Post by TyroSailor » Mon Jun 27, 2016 2:39 pm

Thanks, Pete.
Although I live within striking distance of north Wales I shan't be sailing round there (I loathe the Irish Sea!) and my boat's at Southampton.

Thanks to Roger's advice I have circumvented the problem of removing the recalcitrant bolts by enlarging the holes in the mast enough to get the three cables, held in a triangle by sail ties, through. I've also decided on the NASA tricolour light since someone else told me how to make the cable joint watertight, and to have no anchor light at the masthead but hoist a plug-in one in the rigging when necessary. (Roger's idea, not universally approved of, but I like it!).

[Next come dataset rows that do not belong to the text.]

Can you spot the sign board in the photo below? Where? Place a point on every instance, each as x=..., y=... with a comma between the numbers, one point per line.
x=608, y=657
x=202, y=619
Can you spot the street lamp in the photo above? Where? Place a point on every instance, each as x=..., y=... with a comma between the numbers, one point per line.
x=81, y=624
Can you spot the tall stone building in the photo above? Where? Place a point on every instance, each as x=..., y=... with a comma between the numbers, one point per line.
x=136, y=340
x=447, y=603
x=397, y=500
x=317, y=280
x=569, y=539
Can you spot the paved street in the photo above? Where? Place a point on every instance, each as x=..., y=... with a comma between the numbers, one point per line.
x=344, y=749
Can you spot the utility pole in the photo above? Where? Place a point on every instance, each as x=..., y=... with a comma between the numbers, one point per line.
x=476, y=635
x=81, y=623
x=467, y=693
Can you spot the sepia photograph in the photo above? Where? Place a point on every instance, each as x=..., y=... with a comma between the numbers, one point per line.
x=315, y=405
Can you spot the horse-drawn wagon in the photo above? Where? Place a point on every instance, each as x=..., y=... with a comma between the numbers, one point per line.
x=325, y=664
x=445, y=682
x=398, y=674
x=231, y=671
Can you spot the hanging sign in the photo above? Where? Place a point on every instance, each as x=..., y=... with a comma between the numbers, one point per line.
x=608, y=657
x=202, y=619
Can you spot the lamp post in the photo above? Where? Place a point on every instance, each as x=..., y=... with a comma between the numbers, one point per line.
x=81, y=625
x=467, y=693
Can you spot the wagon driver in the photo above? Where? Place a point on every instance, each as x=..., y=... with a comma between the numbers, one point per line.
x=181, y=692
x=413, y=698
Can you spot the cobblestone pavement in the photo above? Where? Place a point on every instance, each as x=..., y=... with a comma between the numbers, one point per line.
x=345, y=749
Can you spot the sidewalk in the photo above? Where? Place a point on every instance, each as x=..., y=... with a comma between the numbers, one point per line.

Also replaced the grotty old stern light with one I bought for a fiver at a boat jumble. It'll need a LED bulb in there if I'm to use it much when I'm sailing, but with the tricolour I hope it'll only be used when I'm motoring (or maybe sailing in narrow waters where I might have the engine running anyway). Broke a bit trying to drill the stainless steel mounting plate, so I've just bought some new (and better) ones. Sidelights still need doing (I have the LED versions) and I'm about to go and buy a steaming light (which doesn't need to be LED) to complete the set.

The VHF coaxial cable was cracked such that the sheath conductor is visible in places, so that needed replacing, and the aerial's seen better days too. Whilst I'm spending money I decided to replace that too, and Force 4 had an aerial complete with 20m of cable for about £55, which I reckoned quite reasonable. What's more, I can make it fit the old holes!

No sign of the marine engineer who's supposed to be fitting my engine. He drove off (he lives in the boat next to mine) on Friday morning and I haven't seen him since. :x
Experience: That which would have been most useful five minutes before you acquired it.